Hey guys,  I am having a heck of a time getting my farm setup for my school finals.  I have three machines I need to run sliced fluid sims on.  Right now I am just trying to get the main workstation to complete a HQueue job...  So I have HQueue client and server installed on this machine on the C drive. Both services run fine under another admin account I created called HQueue.  I Have used the shelf tool for creating a sliced sim (pyro sim in this case) as recommended per the HQueue documentation. The shared folder with a houdini install in it is on another disk called F in the workstation, the specific folder is shared as hq to all other machines and is mounted on all of them as H: I have no problems accessing it from any machine.  The server's .ini file has been setup with the server ip of the pc it is running on (the workstation), and these lines have been set:

 

hqserver.sharedNetwork.path.windows = \\KYLE-PC\hq

 

 

hqserver.sharedNetwork.mount.windows = H:

 

 

 

Everything else in there is vanilla.

 

 

 

The problem seems to be in writing the slice files to the mounted H: drive, as I get this error when I submit the houdini file I have attached:

 

    hqlib.callFunctionWithHQParms(hqlib.simulateSlice)
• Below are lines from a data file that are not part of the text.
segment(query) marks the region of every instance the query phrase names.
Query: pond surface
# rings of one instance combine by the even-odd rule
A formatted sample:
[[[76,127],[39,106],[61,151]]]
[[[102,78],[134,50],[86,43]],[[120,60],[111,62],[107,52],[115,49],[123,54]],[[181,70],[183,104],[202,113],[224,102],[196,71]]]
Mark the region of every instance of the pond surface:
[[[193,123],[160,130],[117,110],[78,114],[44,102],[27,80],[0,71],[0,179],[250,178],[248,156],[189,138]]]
  File "\\KYLE-PC\hq\houdini_distros\hfs.windows-x86_64\houdini\scripts\hqueue\hqlib.py", line 1864, in callFunctionWithHQParms

    return function(**kwargs)

  File "\\KYLE-PC\hq\houdini_distros\hfs.windows-x86_64\houdini\scripts\hqueue\hqlib.py", line 1532, in simulateSlice

    _renderRop(rop)

  File "\\KYLE-PC\hq\houdini_distros\hfs.windows-x86_64\houdini\scripts\hqueue\hqlib.py", line 1869, in _renderRop

    rop.render(*args, **kwargs)

  File "//KYLE-PC/hq/houdini_distros/hfs.windows-x86_64/houdini/python2.7libs\hou.py", line 32411, in render

    return _hou.RopNode_render(*args, **kwargs)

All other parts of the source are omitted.